Nassau County went to its legislative delegation with its list of needs and wants that county leaders hope will receive funding from the state government. Most involve infrastructure — either making it easier to get from here to there, or buttressing what already exists against future flooding.
“You have local projects, the state makes annual appropriations — a lot of your local projects are of state interest and state concern to facilitate state goals and objectives,” County Manager Taco Pope said. “This year, working with your staff, communication with you all as Board members, we did our best to aggregate a list of nine projects, with a total request just over $9 million.”

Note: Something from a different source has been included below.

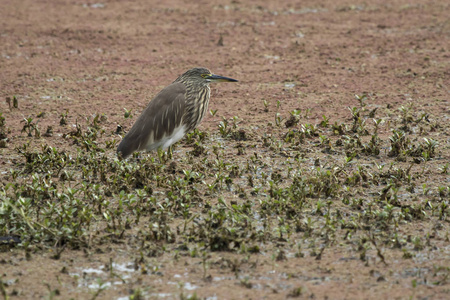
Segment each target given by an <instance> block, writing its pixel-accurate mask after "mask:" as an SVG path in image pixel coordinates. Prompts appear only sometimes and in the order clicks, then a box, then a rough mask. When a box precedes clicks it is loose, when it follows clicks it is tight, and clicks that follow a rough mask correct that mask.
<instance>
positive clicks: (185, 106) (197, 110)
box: [117, 68, 237, 158]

The biggest-dollar items are the County Road 108 Extension (more than $3 million), the Nassau County Animal Resources Center and Campus ($1.7 million), Piney Island/Amelia River resiliency and development mitigation ($1 million), and the Thomas Creek restoration project ($1 million).
“Some of the driving factors to many of these projects is the ability of you to match local dollars with state dollars,” Pope said.
Using the Spring Lake drainage project as an example, the $625,000 requested is a match on $625,000 that the county already allocated. It’s a similar case with most of the other projects on the list.
“The Piney Island project is the No. 1 acquisition project for the county, both at the committee level and for the Board of County Commissioners,” Pope said.
“This presents an opportunity to leverage local dollars, working with the property owner who is a willing seller and who is willing to work with us on the acquisition with private, nonprofit funding, and then the state dollars. What we’d like to be able to do, just like we talked about in the creation of the (Conservation, Land Acquisition and Management Committee), every dollar we spend locally, we want to be able to leverage that.”
Pope added that the project is a good, successful one that people have been working to accomplish for the past several years.
Commissioner Jeff Gray suggested upping the request for the animal resources center. The $1.7 million suggested by county staff was to go with the county’s present allocation of $2 million, and the combined funds taking the project up to the point of construction.
In addition to the projects listed, the county’s also looking for state funding for Sundberg Road paving ($750,000), ecotourism/water access improvements on the Nassau River ($600,000), Amelia Island Trail Phase 5 ($225,000), and the Sheriff’s Work Ethics and Training Program ($110,000).
The Thomas Creek flood mitigation project has been of special concern to Commission Chairman Klynt Farmer since his election to the Board.
“I think this is a really big deal for the residents of the area,” Farmer said.
“It puts in a 15-year plan in place and it gets people out of there. … We’re not going to have deferred maintenance to this thing for the next hundred years. It’s a smart financial decision to put this plan in play and get these folks that live in these problematic areas out of that floodplain and allow them to take their families to higher ground, essentially.”